Call your health care provider's office if you have questions about the dates of your medical care or the description of the services or care.
Call your insurance company with any questions about payment. For instance, you might want to find out why your insurance didn't cover a charge or paid only part of the amount.
13. How can you fight a bill?
You have the right to appeal any decision by your health insurance company. The Affordable Care Act requires that health plans provide an internal appeals process. This lets you challenge claims that your insurer rejected. You also can find out more about why they were rejected.

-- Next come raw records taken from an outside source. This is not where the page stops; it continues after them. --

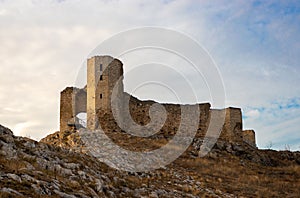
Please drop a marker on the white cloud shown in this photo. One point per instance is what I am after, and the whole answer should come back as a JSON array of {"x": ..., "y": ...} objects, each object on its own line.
[{"x": 43, "y": 44}]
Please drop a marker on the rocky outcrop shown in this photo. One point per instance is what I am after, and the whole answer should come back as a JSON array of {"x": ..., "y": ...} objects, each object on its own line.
[{"x": 35, "y": 169}]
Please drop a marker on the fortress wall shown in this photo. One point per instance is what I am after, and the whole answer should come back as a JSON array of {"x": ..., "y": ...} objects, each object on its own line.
[
  {"x": 103, "y": 73},
  {"x": 249, "y": 137},
  {"x": 72, "y": 102},
  {"x": 232, "y": 130}
]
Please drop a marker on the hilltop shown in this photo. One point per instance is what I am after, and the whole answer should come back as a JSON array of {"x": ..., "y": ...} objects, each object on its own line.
[{"x": 55, "y": 167}]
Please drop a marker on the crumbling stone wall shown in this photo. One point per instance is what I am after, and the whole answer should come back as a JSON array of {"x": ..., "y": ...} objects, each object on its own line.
[
  {"x": 103, "y": 74},
  {"x": 72, "y": 102},
  {"x": 249, "y": 137}
]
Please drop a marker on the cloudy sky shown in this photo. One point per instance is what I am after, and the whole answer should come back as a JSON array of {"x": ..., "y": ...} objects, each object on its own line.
[{"x": 255, "y": 44}]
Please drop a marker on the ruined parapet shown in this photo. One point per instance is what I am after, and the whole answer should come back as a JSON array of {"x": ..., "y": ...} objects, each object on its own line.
[
  {"x": 105, "y": 84},
  {"x": 232, "y": 130},
  {"x": 72, "y": 102},
  {"x": 102, "y": 74},
  {"x": 249, "y": 137}
]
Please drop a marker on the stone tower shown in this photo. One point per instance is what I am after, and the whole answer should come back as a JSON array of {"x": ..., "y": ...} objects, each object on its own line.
[{"x": 103, "y": 72}]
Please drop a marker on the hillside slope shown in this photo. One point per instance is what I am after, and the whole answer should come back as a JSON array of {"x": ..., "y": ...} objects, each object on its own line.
[{"x": 55, "y": 168}]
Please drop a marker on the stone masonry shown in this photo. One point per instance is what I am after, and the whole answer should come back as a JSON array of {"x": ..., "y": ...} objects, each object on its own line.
[{"x": 103, "y": 74}]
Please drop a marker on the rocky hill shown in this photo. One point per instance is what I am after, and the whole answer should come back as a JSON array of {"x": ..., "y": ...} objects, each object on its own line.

If your internal appeal is denied, you also have the right to an independent external review. Your insurance company should send you information about how to file an external appeal and the contact information for the organization that will handle your review. Most states have their own external review process, usually administered by the department of insurance. Several states use an external review process administered by the federal Department of Health and Human Services. You can find out here whether your state is one of those. If the external review process is federally administered, you can file your appeal here. You may also request an expedited external review if the standard timeframe (45 days) would put your life, health, or ability to maximum function in danger.
Keep copies of all your bills and EOBs. Also keep any letters from your provider or your insurance company about a dispute. Write down the name and phone number of every person you talk with about your bill. Include the date of the conversation. These records will be very helpful when it comes time to argue your case.
14. Where can you get help fighting a bill?
Some states have consumer assistance programs within the state insurance office. You can go to the Center for Medicare and Medicaid Services to find out what help is available in your state. You also can get information and assistance about fighting a medical bill from:
- U.S. Department of Health & Human Services: 888-866-6205
- Patient Advocate Foundation: 800-532-5274
- Cancer Legal Resource Center (CLRC): 866-843-2572
If you have health insurance through your employer, you may want to check with your human resources department to find out if they offer any assistance.